提案モデルは、フィルタ性能を向上した畳み込みニューラルネットワーク(CNN)の修正版を中心に構築されている。
CNNが視覚システムの役割を担っている間、制御信号は心の産物であると仮定される。
- 参考スコア(独自算出の注目度): 1.7778609937758327
- License: http://arxiv.org/licenses/nonexclusive-distrib/1.0/
- Abstract: In Maurice Merleau-Ponty's phenomenology of perception, analysis of
perception accounts for an element of intentionality, and in effect therefore,
perception and action cannot be viewed as distinct procedures. In the same line
of thinking, Alva No\"{e} considers perception as a thoughtful activity that
relies on capacities for action and thought. Here, by looking into psychology
as a source of inspiration, we propose a computational model for the action
involved in visual perception based on the notion of equilibrium as defined by
Jean Piaget. In such a model, Piaget's equilibrium reflects the mind's status,
which is used to control the observation process. The proposed model is built
around a modified version of convolutional neural networks (CNNs) with enhanced
filter performance, where characteristics of filters are adaptively adjusted
via a high-level control signal that accounts for the thoughtful activity in
perception.
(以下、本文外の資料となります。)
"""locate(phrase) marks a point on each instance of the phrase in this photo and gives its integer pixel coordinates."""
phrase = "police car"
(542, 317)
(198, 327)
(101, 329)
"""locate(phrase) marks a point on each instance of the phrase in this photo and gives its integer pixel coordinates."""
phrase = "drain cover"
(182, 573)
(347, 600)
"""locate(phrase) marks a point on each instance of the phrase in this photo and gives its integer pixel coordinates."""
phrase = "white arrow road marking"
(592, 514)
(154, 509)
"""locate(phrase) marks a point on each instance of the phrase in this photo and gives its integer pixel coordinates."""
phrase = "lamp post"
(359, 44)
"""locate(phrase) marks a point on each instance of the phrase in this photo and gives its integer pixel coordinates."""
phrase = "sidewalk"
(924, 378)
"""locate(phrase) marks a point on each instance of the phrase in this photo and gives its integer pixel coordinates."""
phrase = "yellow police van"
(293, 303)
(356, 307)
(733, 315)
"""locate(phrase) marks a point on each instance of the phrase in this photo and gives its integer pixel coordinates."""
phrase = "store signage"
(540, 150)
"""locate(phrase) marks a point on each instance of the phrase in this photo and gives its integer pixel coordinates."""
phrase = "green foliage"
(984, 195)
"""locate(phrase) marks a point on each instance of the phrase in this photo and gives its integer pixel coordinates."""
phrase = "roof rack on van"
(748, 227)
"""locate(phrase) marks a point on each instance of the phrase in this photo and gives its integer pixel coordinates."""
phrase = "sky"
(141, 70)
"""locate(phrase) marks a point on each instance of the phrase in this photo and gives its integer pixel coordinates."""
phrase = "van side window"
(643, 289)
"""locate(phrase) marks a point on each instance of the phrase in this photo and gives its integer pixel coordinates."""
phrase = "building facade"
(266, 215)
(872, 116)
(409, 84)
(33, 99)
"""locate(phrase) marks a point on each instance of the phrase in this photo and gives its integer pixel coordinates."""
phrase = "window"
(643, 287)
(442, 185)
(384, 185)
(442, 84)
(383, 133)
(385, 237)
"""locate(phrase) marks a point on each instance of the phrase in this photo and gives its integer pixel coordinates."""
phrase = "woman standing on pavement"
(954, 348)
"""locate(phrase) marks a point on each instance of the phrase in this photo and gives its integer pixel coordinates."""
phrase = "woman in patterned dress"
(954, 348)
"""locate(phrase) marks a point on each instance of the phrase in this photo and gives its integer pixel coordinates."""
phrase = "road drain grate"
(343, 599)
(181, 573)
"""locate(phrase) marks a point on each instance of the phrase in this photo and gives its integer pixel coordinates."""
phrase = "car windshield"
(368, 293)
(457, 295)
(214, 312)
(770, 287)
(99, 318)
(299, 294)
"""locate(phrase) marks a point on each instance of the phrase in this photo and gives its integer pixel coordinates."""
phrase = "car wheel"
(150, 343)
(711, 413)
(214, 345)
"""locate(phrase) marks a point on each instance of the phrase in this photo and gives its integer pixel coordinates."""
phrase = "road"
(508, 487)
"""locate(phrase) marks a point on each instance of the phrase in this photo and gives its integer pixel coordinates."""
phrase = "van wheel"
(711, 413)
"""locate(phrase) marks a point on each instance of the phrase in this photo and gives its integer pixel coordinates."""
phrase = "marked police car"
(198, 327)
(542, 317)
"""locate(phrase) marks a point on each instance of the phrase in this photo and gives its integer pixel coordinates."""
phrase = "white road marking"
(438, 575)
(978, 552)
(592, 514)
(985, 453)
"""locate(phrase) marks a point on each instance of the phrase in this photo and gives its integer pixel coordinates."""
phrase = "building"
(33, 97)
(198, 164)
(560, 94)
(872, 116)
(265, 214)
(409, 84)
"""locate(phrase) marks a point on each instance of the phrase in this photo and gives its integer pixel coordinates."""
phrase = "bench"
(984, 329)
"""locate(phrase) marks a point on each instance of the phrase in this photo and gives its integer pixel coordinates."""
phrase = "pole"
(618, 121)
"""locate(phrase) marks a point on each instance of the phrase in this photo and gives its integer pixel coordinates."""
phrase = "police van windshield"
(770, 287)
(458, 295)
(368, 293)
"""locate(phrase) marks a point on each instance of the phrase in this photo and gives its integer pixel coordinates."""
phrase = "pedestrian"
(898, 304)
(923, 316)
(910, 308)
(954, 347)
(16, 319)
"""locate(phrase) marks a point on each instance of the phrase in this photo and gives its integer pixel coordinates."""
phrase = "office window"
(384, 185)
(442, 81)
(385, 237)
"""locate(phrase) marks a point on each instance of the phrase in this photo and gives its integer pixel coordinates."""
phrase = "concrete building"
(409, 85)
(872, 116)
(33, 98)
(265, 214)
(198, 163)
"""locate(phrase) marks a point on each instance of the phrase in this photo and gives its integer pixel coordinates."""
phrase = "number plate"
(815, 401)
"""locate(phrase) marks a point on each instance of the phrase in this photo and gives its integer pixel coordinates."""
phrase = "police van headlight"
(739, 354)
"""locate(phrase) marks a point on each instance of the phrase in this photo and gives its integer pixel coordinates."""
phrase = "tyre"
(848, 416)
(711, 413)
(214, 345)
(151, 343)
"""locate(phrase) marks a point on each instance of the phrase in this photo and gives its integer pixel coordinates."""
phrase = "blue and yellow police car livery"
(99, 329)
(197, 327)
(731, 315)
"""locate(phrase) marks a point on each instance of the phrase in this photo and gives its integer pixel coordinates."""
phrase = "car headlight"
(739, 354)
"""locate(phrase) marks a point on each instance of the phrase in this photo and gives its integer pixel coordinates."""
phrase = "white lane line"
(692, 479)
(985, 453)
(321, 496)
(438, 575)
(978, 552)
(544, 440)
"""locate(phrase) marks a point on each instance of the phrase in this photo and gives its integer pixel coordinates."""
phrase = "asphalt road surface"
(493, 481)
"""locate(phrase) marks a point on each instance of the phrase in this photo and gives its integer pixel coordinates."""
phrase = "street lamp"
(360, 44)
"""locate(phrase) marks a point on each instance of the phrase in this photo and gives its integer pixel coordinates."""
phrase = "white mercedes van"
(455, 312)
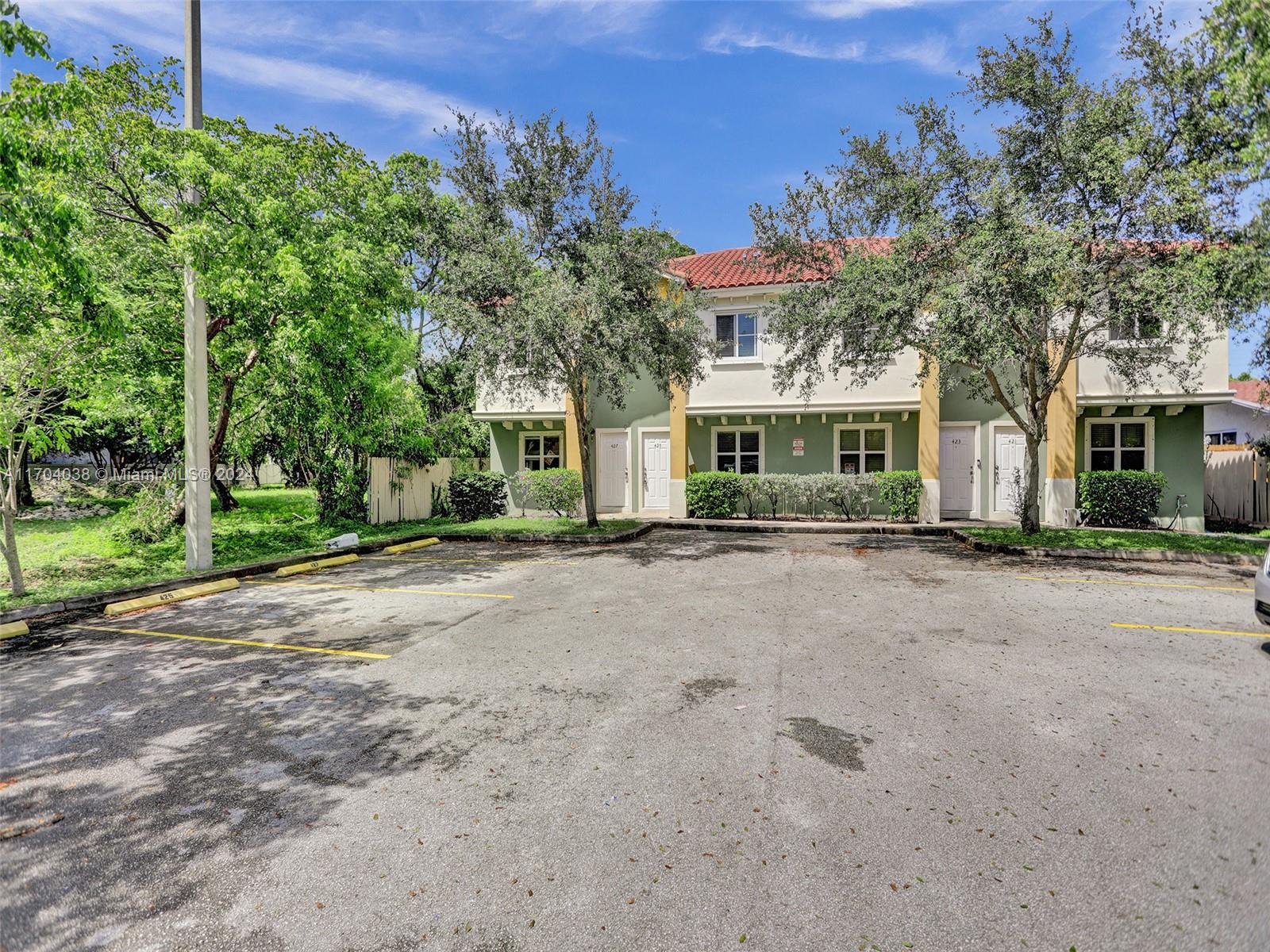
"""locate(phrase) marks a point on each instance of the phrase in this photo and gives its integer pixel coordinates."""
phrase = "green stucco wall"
(818, 448)
(1179, 455)
(1179, 443)
(645, 408)
(505, 451)
(959, 406)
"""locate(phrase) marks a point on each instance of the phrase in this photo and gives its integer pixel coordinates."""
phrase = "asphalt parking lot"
(691, 742)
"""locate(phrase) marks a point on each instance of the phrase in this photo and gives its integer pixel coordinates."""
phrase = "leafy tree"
(291, 228)
(1092, 230)
(337, 395)
(52, 309)
(427, 225)
(554, 286)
While the CNN plays the role of the visual system, the control
signal is assumed to be a product of mind.
- Abstract(参考訳): モーリス・メルロー=ポンティの認識の現象学では、知覚の分析は意図の要素であり、それゆえに知覚と行動は別個の手続きとみなすことはできない。
同じ考え方では、Alva No\"{e} は、知覚は行動と思考の能力に依存する思考活動であると考えている。
本稿では、心理学をインスピレーションの源として捉えることにより、ジャン・ピゲが定義する平衡の概念に基づく視覚知覚に関わる行動の計算モデルを提案する。
このようなモデルでは、ピアジェの平衡は、観察過程を制御するために用いられる心の状態に反映する。
提案モデルは、フィルタ性能を向上した畳み込みニューラルネットワーク(CNN)の修正版に基づいて構築され、フィルタの特性は、知覚における思慮深い活動を説明する高レベル制御信号を介して適応的に調整される。
CNNが視覚システムの役割を担っている間、制御信号は心の産物であると仮定されます。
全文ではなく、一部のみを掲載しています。